Warehouse experts might be able to help you avoid stockouts and backorders — or at least minimize their volume. They also work with carriers and routinely ship large volumes, which means they can help you secure space on a truck and avoid paying extra for the fast delivery you need. Third-party logistics (3PL) teams already are trained on advanced pick and pack techniques, including cross-docking. This means they can step in to help without first undergoing significant training.

Plus, if all partners are equipped with the right technology, it’s easier for everyone to quickly learn about your company’s business, preferences and platforms. Onboarding has become standardized, and the rise of application program interfaces and electronic data interchanges has made it easier for 3PL warehouse management tools to integrate with your order management, inventory management, enterprise resources planning and e-commerce software.

Keep customers in the loop

Logistics and fulfillment are a part of the customer service you deliver, especially if you’re banking on e-commerce orders for long-term revenue and sustainability. From the customer standpoint, this is managed via consistent communication.

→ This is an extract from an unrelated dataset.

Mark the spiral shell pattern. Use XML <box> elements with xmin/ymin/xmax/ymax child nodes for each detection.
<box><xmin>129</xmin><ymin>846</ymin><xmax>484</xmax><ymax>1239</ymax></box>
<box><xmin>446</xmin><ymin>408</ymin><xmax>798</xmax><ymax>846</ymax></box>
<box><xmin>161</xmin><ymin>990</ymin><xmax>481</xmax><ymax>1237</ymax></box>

Use automated messages to reach out to customers when

  • an ordered product is on backorder
  • you have a date when you expect to receive an inbound shipment
  • the order is filled and the customer is charged
  • the shipping process has begun and the tracking number is available
  • a product is delivered
  • a delay occurs during these steps
  • any other changes arise.

The more you keep your customers in the loop, the more likely they’ll be to forgive a delay.

Now is the time to test your systems and plan for scale. Talk with your partners. Update your website to keep things clear for all stakeholders. Train your team and psyche them up for what very well may be just around the corner.

 

About the Author

Jake Rheude Director of Marketing , Red Stag Fulfillment

Jake Rheude is director of marketing at Red Stag Fulfillment, an e-commerce fulfillment warehouse that was born out of e-commerce. He has years of experience in e-commerce and business development. He may be contacted at jake.r@redstagfulfillment.com.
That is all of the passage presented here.